For 15 Januarys, Lester R. Brown has declared the planet is reaching the end of its resources. Now, the leading environmental researcher and founder of WorldWatch Institute says corporations and governments are listening.
Mr. Brown and co-researcher Christopher Flavin sounded like anything but doomsayers in outlining their new report. Both bubbled with enthusiasm over advances in renewable energy sources, corporate moves to shift gears in favor of the environment, and increased recognition by governments of the need for sustainable economics.

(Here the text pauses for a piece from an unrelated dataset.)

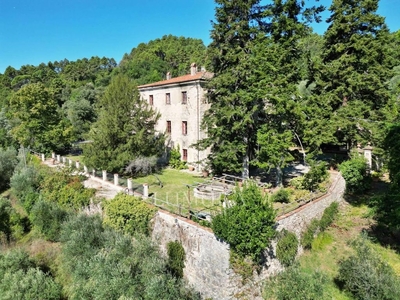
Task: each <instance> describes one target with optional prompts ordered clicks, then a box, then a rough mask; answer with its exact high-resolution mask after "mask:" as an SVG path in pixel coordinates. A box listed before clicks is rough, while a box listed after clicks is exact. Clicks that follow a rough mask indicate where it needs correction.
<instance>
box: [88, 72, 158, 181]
mask: <svg viewBox="0 0 400 300" xmlns="http://www.w3.org/2000/svg"><path fill="white" fill-rule="evenodd" d="M159 118H160V114H159V113H158V112H155V111H154V110H153V109H152V108H151V107H150V106H149V104H148V103H147V102H146V101H145V100H143V99H141V98H140V95H139V92H138V90H137V88H136V86H135V84H134V83H133V82H132V81H131V80H130V79H129V78H128V77H126V76H122V75H118V76H116V77H114V78H113V79H112V81H111V83H110V85H109V86H108V87H107V89H106V91H105V93H104V95H103V97H102V98H101V99H100V102H99V110H98V119H97V121H96V123H94V124H93V127H92V129H91V131H90V133H89V138H90V139H91V140H92V143H89V144H86V145H85V147H84V148H83V152H84V161H85V163H86V164H87V165H89V166H93V167H95V168H96V169H100V170H107V171H109V172H116V173H118V172H119V173H120V172H121V171H123V170H124V169H125V167H126V166H127V165H128V164H129V162H130V161H132V159H134V158H135V157H139V156H153V155H155V156H159V155H161V154H162V153H163V151H164V136H163V135H162V134H157V133H156V132H155V128H154V127H155V124H156V123H157V121H158V119H159Z"/></svg>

"We may be on the threshold of change," Brown said in an interview on the 250-page report published yesterday. "The thing that's exciting now is that the world is beginning to come around to recognize that the old model is not going to be viable for the world over the long term."
He cites Toyota's new hybrid fuel-cell car Prius, huge increases in wind power generation and photovoltaic cell use, and investments by major corporations like Enron, British Petroleum, and Royal Dutch Shell in renewable energy sources.
But the report also preaches a heavy dose of gloom and doom. "As the economy grows, pressures on the Earth's natural systems and resources intensify," it says.
The litany is not new: "Forests are shrinking, water tables are falling, soils are eroding, wetlands are disappearing, fisheries are collapsing, ... rivers are running dry, temperatures are rising, coral reefs are dying, and plant and animal species are disappearing."
All that spells impending disaster, says Brown.
His critics see a different world. "In every single report in 15 years, he has said we are outgrowing the planet's capacity. For 15 years, that's proved to be absolutely in every way false," says Jerry Taylor, an assistant director for the rival Cato Institute.
"If economic growth means anything, it means a cleaner and better planet," agrees Julian Simon of the University of Maryland.